The American, identified as Randy Michaels, was shown on television in a U.S. military uniform with no insignia, flanked by two members of parliament from Sadr's movement, including the parliament's first deputy speaker.
He was handed over to the United Nations mission in Baghdad, which said it was in touch with the U.S. embassy.
The Sadrist lawmakers described him as an American soldier, but Michaels said he was a former service member working in a civilian capacity at the time he was captured, last June.
The former captive said he had been held by the Yom al-Maoud, or Promised Day Brigade, an offshoot of Sadr's Mehdi Army militia which remained armed after Sadr disbanded most Mehdi Army units in 2008.
"I was taken inside Baghdad and have been kept in and around different locations within the city by al-Maoud. It was explained to me that my release has been for humanitarian purposes and there was no exchange involved," he said in remarks shown on Iraq's Bagdadiya television.
Maha al-Douri, a lawmaker from Sadr's bloc said: "We declare the release of the American soldier, Randy Michaels, without any compensation, according to the instructions of Moqtada al-Sadr, as a gift from him to the soldier's family and to his people, and to correct the image of Islam."
Qusay al-Souhail, deputy parliament speaker, said the leadership of the Promised Day Brigade had made the decision to free their captive in light of the confirmation that U.S. troops had withdrawn from Iraq.
The U.N. mission in Iraq, UNAMI, said in an e-mailed statement that Suhail and Douri had handed over "an American citizen whom they said has been in detention for about nine months by an Iraqi group.
"UNAMI is currently in contact with the US Embassy in Baghdad to follow up on the matter. No further comments at this stage."
The U.S. embassy could not immediately be reached and U.S. officials in Washington were not immediately available for comment. The Pentagon has said none of its serving troops are believed to be held in Iraq since last month when it recovered the remains of the last missing soldier.
Nine years after the invasion that toppled Saddam Hussein, the United States withdrew its forces from Iraq in December, with the exception of a few hundred service members stationed as part of the diplomatic mission at its embassy.
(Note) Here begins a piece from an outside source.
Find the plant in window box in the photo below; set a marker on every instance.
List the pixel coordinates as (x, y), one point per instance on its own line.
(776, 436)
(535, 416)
The U.S. mission still includes 2,000 diplomats and, as of last year, 14,000 civilian contractors. The embassy says the number of contractors has declined since then but does not release updated figures.
Sadr's Mehdi Army fighters controlled swathes of Baghdad and southern Iraq until they were largely defeated by Iraqi government forces and U.S. troops in 2008.
Sadr disbanded most of the Mehdi Army and joined mainstream politics, and his followers are part of the governing power-sharing coalition.
Some Mehdi Army offshoots continued to battle U.S. forces until they withdrew, and have claimed responsibility for kidnappings of foreigners. Those groups have mainly said they are disarming now that U.S. troops have left.